Os indicadores eletrónicos de momento de carga caracterizam-se pela elevada precisão (erros normalmente controlados dentro de ±5%, de acordo com os requisitos de calibração da norma ISO 10245), pelas suas funcionalidades avançadas (equipados com gravação em «caixa negra» e autodiagnóstico de avarias) e pela sua forte adaptabilidade. Nos últimos anos, com o desenvolvimento da inteligência artificial, alguns sistemas avançados introduziram a função «ensinar e reproduzir», que permite registar as trajetórias de operação de operadores experientes para alcançar um controlo otimizado do momento em tempo real durante operações automatizadas.

Tabela 1. Comparação entre LMIs mecânicos e eletrónicos

Aspecto LMI mecânica LMI eletrónico
Mecanismo central Alavancas, molas, contrapesos Modelo de sensores + CPU + software
Requisitos de alimentação Nenhum (passivo) É necessária alimentação externa de corrente contínua
Precisão Baixo (sensível ao desgaste/fadiga) Elevado (±5%, valor típico)
Visualização em tempo real Não Sim (peso, raio, % da potência nominal)
Suporte para várias condições Fraco (configuração fixa) Excelente (mudança dinâmica de curva)
Caixa negra / diagnóstico Não disponível Funcionalidade padrão
Aplicações típicas Gruas de torre antigas Guindastes móveis, de torre e portuários modernos
Custo Custo inicial mais baixo Mais elevado, mas em declínio

Exemplo prático — Cálculo do momento LMI:
Dados: W = 8,0 t (medido pela célula de carga), r = 12 m (raio de trabalho medido pelo sensor de ângulo da lança), a capacidade nominal para r = 12 m é de 4,2 t (segundo a curva característica registada).
M_real = W × r = 8,0 × 12 = 96 t·m
M_rated = 4,2 × 12 = 50,4 t·m
Rácio = M_real / M_nominal = 96 / 50,4 ≈ 190%
Resultado: 190% > 100% → O sistema interrompe imediatamente os movimentos perigosos. (Valores ilustrativos; as curvas nominais reais variam consoante o modelo da grua.)

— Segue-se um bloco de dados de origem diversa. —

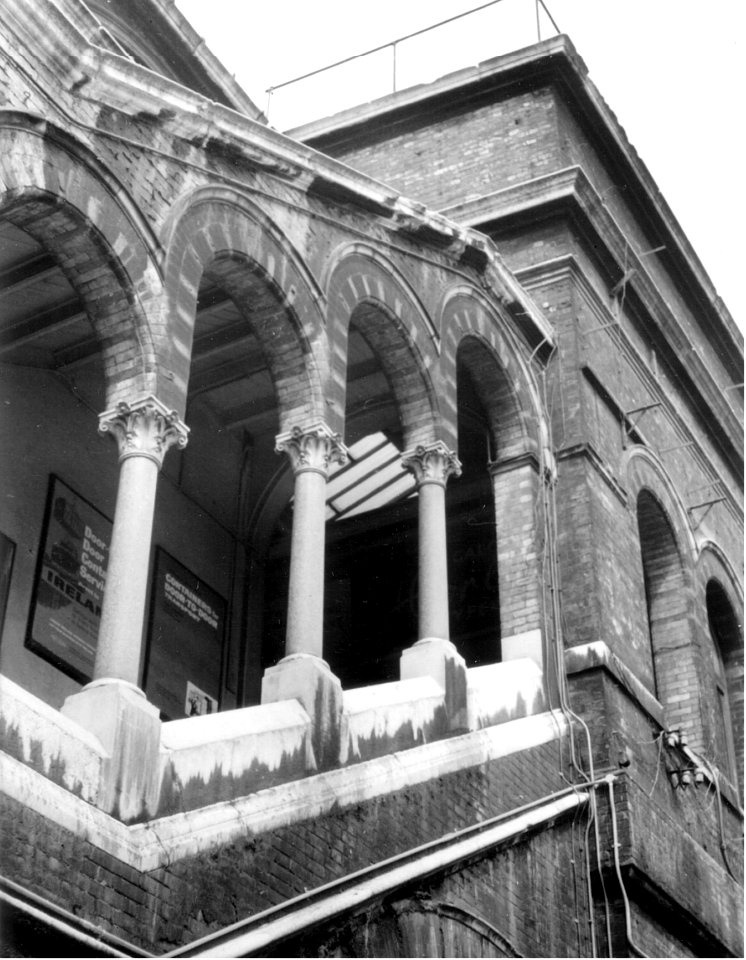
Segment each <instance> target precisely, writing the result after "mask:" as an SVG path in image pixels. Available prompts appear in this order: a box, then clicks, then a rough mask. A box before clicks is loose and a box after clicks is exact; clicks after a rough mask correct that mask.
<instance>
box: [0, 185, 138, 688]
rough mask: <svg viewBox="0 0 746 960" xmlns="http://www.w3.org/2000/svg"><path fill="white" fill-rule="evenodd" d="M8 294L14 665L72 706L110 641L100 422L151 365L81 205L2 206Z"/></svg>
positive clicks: (106, 547) (6, 653) (4, 350)
mask: <svg viewBox="0 0 746 960" xmlns="http://www.w3.org/2000/svg"><path fill="white" fill-rule="evenodd" d="M19 192H21V191H19ZM21 193H22V192H21ZM0 287H1V288H2V300H3V307H2V323H1V325H0V365H1V366H2V373H3V376H2V401H1V403H2V409H4V410H5V411H6V415H5V416H3V417H0V432H1V433H2V437H3V441H4V445H3V449H4V451H5V456H4V457H3V466H2V484H3V490H4V497H3V503H2V507H1V508H0V554H2V556H0V571H1V573H0V600H1V601H2V606H3V608H4V609H3V619H2V621H0V627H1V628H2V643H0V669H1V670H2V672H3V674H4V675H6V676H8V677H10V678H11V679H13V680H14V681H16V682H18V683H20V684H21V685H22V686H24V687H26V688H27V689H29V690H31V691H33V692H34V694H35V695H37V696H39V697H40V698H41V699H43V700H46V701H47V702H49V703H51V704H52V705H53V706H56V707H58V706H60V705H61V704H62V702H63V701H64V699H65V697H66V696H68V695H70V694H73V693H75V692H77V690H78V689H79V686H80V684H81V683H85V682H87V681H88V680H90V679H91V676H92V670H93V663H94V659H95V651H96V643H97V638H98V626H99V621H100V608H101V603H102V600H103V579H104V577H103V575H102V574H101V573H100V571H99V569H98V568H102V569H103V568H105V565H106V554H107V551H108V540H107V537H108V535H109V532H110V528H111V527H110V524H111V519H112V517H113V511H114V500H115V495H116V488H117V477H118V465H117V457H116V453H115V452H114V451H113V449H112V446H111V444H110V442H109V441H108V440H107V439H103V438H100V437H99V436H98V435H97V415H98V414H99V413H100V412H102V411H103V410H104V409H105V408H106V407H107V405H108V403H109V402H110V397H111V395H112V394H113V393H116V391H117V389H119V387H120V386H121V384H122V383H123V382H124V380H126V379H127V377H132V376H133V373H132V371H133V370H134V369H138V370H142V369H143V367H144V365H145V364H144V363H143V357H142V356H136V351H135V347H134V343H135V342H136V339H137V338H136V336H135V335H134V332H133V328H134V324H135V322H136V321H135V318H134V308H133V306H132V305H133V301H134V297H133V294H132V289H131V287H130V285H129V281H128V278H127V276H126V274H125V271H124V269H123V268H122V266H121V264H119V263H118V261H117V259H116V257H115V255H114V254H113V252H112V251H111V250H110V249H109V248H108V246H107V244H106V242H105V240H104V239H103V238H102V237H101V236H100V235H99V233H98V232H97V230H96V228H95V227H94V226H93V225H92V224H91V223H89V222H88V221H87V220H86V219H85V217H84V216H83V215H82V214H81V213H80V212H79V211H78V210H76V209H75V208H74V207H73V206H72V205H70V204H68V203H66V202H63V201H60V200H58V199H55V198H52V197H50V196H47V195H39V194H38V193H36V192H34V193H33V194H32V193H29V194H28V195H21V196H17V197H15V199H13V200H12V201H11V202H9V203H8V204H6V205H5V206H4V207H3V208H2V210H0ZM87 528H90V529H91V530H93V531H94V534H95V536H96V537H97V538H98V539H100V540H101V541H102V543H103V544H104V545H103V546H100V547H98V546H97V547H96V549H97V552H98V554H100V556H99V555H97V556H96V557H93V552H92V550H86V547H85V540H86V529H87ZM89 539H90V538H89ZM94 568H96V569H94Z"/></svg>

2. Princípios e métodos de implementação dos limitadores de carga

A principal função de um limitador de carga (também conhecido como limitador de peso de carga) é impedir que as gruas levantem objetos que excedam a carga nominal, evitando assim a ruptura dos cabos de aço, a queima do motor ou a deformação plástica da estrutura.

2.1 Princípio de funcionamento dos limitadores de carga com extensómetros

A tecnologia dos extensómetros é, atualmente, o método de deteção de peso mais utilizado. O seu componente principal é o extensómetro de resistência, que é normalmente colado em componentes estruturais do guindaste sujeitos a carga (tais como pinos e tirantes) ou em corpos elásticos específicos para sensores. De acordo com a Lei de Hooke, dentro da faixa elástica, a deformação do material é proporcional à tensão. Quando uma carga pesada é levantada, o corpo elástico sofre uma microdeformação, provocando uma alteração no valor da resistência do extensómetro colado. Uma ponte de Wheatstone converte esta variação de resistência num sinal de tensão, que é depois amplificado e convertido através de conversão A/D, permitindo que o processador calcule o peso real.

Este método caracteriza-se por uma elevada precisão de medição, uma resposta dinâmica rápida e um tamanho compacto, o que o torna amplamente utilizado em gruas suspensas, gruas de pórtico e gruas de torre. No entanto, a sua desvantagem é a sensibilidade à temperatura, o que exige uma compensação de temperatura, e a posição de instalação afeta significativamente a precisão da medição.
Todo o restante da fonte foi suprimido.